Instead of hoarding pennies for a hypothetical reckoning, Perkins extolls the virtues of generosity and immediacy.

Don’t wait: give to your children, give to your friends, give to your community. But most importantly, give to yourself. Within a reasonable framework of what you can afford — and with an eye toward those things that make you feel energized, inspired and alive — spend the money to do the thing. However much it costs, it will pay for itself over and over again throughout the course of your life.

Perkins calls these payouts “memory dividends.” Other writers have described them as “the re-experiencing of an experience.” The extra effort can take a toll in the short term (on your debit balance, or your sleep schedule), but in the end, will add color and texture to your life and yield stories you’ll tell forever.

Go Big, Go Home

Sometimes, on the rare and blissful occasions that I’m sitting around doing nothing at all, I’ll flash back to moments of my life that were so odd or extraordinary I’ll question whether they ever happened at all. Like running through the desert as the sun set outside San Bernardino, or shopping for bread and cabbage at a grocery store the size of a Home Depot in Saint Petersburg, Russia.

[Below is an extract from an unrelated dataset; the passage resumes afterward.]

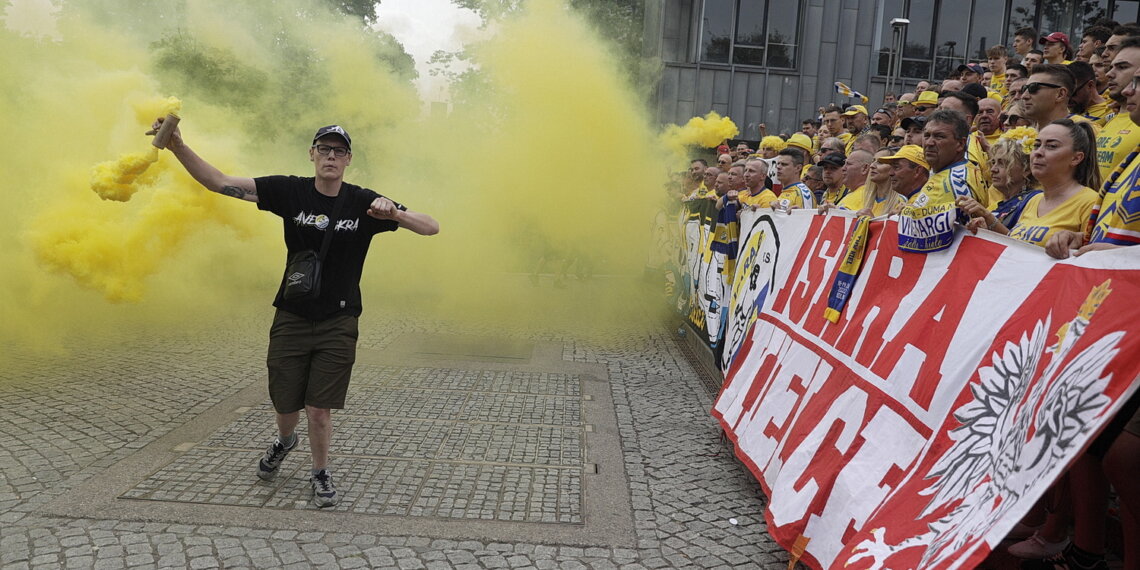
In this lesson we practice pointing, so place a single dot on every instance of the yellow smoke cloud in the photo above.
(554, 172)
(703, 131)
(119, 180)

Of course, travel is a surefire way to create memory dividends. Same as shelling for a concert that you must attend, no matter the Stubhub price gauging, or Game 7 of the World Series. But you can create memory dividends in small ways, too. Go on a walk with a family member when they could really need it. Read a book to your kid. Plan a special night for your significant other for no real reason.

Chances are, you’ll be able to re-experience these memories one day, and cash in on the dividends. But even if they don’t pop specifically into your brain, they may long linger in the your loved one’s head, as something vital and cherished. That’s what it really means to be rich for life.